Ron Agypt, Aflac's vice president of market development and broker sales in the U.S., cited a prediction from the National Association of Dental Plans that 15% of employers providing dental plans will likely cease doing so as a result of health care reform. The voluntary market is ready to ease that transition, Agypt said.

He noted that nine out of 10 consumers want an employer-offered dental program, yet only one in three actually get one at work. And of that those with a dental plan, only 10% feel that they have excellent coverage, leaving a 3.3% sliver of highly satisfied consumers. That provides the market with plenty of untapped potential.
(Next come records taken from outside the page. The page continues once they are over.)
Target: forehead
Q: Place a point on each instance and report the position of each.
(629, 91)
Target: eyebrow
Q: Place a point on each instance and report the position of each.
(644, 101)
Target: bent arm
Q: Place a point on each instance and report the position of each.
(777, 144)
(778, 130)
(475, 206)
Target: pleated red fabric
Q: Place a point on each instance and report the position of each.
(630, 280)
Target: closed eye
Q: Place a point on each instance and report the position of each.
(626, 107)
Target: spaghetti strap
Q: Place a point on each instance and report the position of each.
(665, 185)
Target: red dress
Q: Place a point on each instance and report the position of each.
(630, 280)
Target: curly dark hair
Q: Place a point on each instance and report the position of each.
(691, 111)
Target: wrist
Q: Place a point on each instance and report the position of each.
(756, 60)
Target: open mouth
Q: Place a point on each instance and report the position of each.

Consumers between the ages of 35 and 54 represent a special opportunity for voluntary coverage. "If you think of those ages, that's right in the family age group," Agypt said. "This is a big issue for America, and it's a big issue for people and for their employers who want to do right by employees but can't for reasons such as cost."

Agypt sees a parallel between Aflac's market penetration in Japan, where it sells voluntary products to one in four Japanese despite an established national healthcare program and a prolonged down economy. It all points to opportunities to increase supplemental insurance sales despite larger economic obstacles, and it is a lesson that translates directly to the U.S. market.

Agypt is already seeing fewer customers for voluntary benefits at the employer site thanks to affordability. But he notes that policyholders are starting to buy more coverage than before, because they no longer feel they can count on their employers for security. This is providing brokers with a golden opportunity, he says.

"In my 20 years in this business, I have never seen brokers as engaged in voluntary benefits as they are today," he says.

Because of healthcare reform (particularly medical loss ratio standards), brokers are concerned about their commissions and are being asked to do more with less, Agypt notes. This is driving them to adopt a holistic approach toward benefits in general.

"In the old days, you could be a medical consultant and do that only and make a good living. Or you could do the same as a group benefits broker. But we're not seeing that today," Agypt said. Instead, clients are expecting their brokers and consultants to provide solutions in four key areas–medical coverage that can withstand the transitions of Obamacare, group products that keep businesses competitive (mainly by helping them retain personnel), good ancillary and voluntary products to protect families that must pay for their own healthcare, and finally, educating employees about all these needs.

"This is driving brokers to outsource this and bring an entire team to the table," Agypt said. "We're seeing brokers and consultants evolving to be more rounded and more robust."